Italia ejerce sobre mí una fascinación de la que me resulta bien difícil sustraerme. De año en año tengo que hacer un gran esfuerzo para resistirme a su llamada, que renueva su eco en mi espíritu como un canto de sirena. Y es que renunciar a Italia es como dar carpetazo a la belleza. En Italia mi espíritu se vuelve liviano, jovial; arropada por su encanto, mi alma comprueba que la vida merece la pena ser vivida. Ésta se convierte en exaltación, no en quebranto; en afirmación y no en resignada desesperanza.
Italia me tienta. Una y otra vez planifico algún viaje que me ayude a reencontrarla. Me acucia la necesidad de recibir otra vez su inefable impacto. Quién puede resistir a la amalgama romana, tendida sobre sus siete colinas como un sueño de eternidad. Sus piedras vivas denuncian ese secreto que nunca pasa. Doliente el crepúsculo sobre la insinuada majestad del foro, parece revivir el gran sueño que una vez se alcanzó y que permanece. En Roma uno parece pertenecer a todos los tiempos, esos tiempos gloriosos que se adivinan reflejados en la aguas del Tíber.

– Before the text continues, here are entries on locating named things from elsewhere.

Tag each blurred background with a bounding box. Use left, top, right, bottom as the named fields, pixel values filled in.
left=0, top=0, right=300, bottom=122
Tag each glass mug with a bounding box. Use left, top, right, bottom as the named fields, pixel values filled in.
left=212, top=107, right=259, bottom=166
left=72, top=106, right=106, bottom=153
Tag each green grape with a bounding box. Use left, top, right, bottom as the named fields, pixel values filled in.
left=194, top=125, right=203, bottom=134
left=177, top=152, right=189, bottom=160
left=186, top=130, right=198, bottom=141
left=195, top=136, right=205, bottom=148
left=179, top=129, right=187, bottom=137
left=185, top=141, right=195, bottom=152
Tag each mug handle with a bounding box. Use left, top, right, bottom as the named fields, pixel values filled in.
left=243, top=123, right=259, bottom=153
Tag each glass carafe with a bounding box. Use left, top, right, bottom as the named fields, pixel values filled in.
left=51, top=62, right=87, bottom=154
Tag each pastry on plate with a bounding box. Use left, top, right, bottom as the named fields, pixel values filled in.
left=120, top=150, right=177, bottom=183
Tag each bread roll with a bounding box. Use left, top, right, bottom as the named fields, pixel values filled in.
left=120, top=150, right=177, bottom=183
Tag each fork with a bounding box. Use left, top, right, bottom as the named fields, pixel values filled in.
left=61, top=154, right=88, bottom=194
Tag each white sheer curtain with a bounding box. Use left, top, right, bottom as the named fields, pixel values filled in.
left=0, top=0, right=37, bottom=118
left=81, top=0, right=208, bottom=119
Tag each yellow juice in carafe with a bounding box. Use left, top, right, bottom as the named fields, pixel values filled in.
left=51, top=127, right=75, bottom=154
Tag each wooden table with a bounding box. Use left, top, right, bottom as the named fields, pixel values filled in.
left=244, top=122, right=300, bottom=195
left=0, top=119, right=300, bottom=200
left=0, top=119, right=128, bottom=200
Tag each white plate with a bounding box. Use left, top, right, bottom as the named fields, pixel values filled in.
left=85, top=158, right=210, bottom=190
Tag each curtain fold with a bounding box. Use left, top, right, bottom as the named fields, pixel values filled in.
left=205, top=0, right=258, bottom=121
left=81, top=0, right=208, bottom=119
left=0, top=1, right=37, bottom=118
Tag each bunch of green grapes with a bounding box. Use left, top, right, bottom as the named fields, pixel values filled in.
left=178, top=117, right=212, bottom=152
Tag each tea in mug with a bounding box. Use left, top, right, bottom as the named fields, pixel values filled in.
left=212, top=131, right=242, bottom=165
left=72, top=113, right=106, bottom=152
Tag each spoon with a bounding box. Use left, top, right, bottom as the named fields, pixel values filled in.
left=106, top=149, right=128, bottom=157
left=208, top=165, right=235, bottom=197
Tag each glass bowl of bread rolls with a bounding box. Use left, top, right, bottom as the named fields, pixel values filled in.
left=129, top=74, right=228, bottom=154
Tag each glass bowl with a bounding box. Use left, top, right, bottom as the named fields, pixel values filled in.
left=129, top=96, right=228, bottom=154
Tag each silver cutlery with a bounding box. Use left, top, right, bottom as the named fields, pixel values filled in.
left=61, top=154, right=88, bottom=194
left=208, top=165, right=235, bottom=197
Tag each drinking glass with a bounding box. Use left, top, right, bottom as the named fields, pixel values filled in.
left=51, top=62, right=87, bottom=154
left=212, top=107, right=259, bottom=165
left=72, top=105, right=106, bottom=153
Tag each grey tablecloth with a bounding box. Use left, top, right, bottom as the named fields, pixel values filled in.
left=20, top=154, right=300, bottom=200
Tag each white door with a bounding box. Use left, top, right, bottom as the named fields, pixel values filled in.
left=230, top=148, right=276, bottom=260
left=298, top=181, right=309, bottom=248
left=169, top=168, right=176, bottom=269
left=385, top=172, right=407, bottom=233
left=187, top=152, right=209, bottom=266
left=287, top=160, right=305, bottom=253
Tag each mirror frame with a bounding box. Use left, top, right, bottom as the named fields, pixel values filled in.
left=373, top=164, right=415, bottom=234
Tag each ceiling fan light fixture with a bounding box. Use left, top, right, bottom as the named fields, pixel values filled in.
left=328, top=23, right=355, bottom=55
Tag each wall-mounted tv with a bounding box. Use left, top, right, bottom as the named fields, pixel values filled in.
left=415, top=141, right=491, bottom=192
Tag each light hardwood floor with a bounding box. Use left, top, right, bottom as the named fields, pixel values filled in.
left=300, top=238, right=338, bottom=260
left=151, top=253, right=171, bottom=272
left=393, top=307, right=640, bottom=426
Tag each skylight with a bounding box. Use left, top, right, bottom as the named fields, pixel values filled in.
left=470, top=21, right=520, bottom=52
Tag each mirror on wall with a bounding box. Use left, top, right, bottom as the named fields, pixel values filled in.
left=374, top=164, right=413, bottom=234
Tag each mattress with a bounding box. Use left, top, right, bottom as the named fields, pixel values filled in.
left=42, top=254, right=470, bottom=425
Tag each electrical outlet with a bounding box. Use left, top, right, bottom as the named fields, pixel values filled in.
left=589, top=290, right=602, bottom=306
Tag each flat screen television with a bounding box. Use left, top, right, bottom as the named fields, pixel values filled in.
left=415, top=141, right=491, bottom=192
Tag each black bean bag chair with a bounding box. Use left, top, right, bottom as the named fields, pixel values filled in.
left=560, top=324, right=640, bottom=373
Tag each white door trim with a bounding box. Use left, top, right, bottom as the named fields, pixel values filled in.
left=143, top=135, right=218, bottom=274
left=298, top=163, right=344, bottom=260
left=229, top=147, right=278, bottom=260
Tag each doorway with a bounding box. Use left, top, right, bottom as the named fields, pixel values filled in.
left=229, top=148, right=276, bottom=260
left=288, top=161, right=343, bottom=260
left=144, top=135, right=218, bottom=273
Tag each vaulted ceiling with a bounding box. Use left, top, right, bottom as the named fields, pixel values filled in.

De no existir Florencia, la soñaría. En ella obtuvo la belleza carta de ciudadanía; porque en ella sus hombres volvieron a ser unos con lo natural, esa obsesión del ideal clásico, reencontrando el legado de griegos y romanos. Se reconoció en Florencia un nuevo milagro ático; como con Pericles, bajo Lorenzo el magnífico nacieron impresionantes creaciones que resonarían por los siglos: iglesias relumbrantes de mármol, palacios modélicos que atendieron al canon vitrubiano, esculturas portentosas como no se habían visto desde tiempos de Fidias, la pintura adquirió una fecunda dimensión, abriendo los nuevos caminos de la belleza, en donde el hombre volvía a tener conciencia de sí mismo y de la naturaleza que le rodeaba. No es nada de extrañar que, ante su contemplación, un sensitivo Stendhal aquejara vértigos y palpitaciones.
¿Qué decir de Venecia? Ese pervivido escenario de lo que fue, o de lo que nos quisieron contar. Venecia es, en verdad, esa ciudad de dos caras, las de la apariencia y la de lo que verdaderamente es. No es un mundo real sino el resultado de un sueño, en el que uno gusta sumergirse porque hastiados de lo que somos no gustaría reconocernos en lo que pudiéramos ser. Cierto es que la Serenísima pudiera ser una extravagante fantasmagoría; pero ha sido ante San Marco uno de los pocos sitios donde he llorado.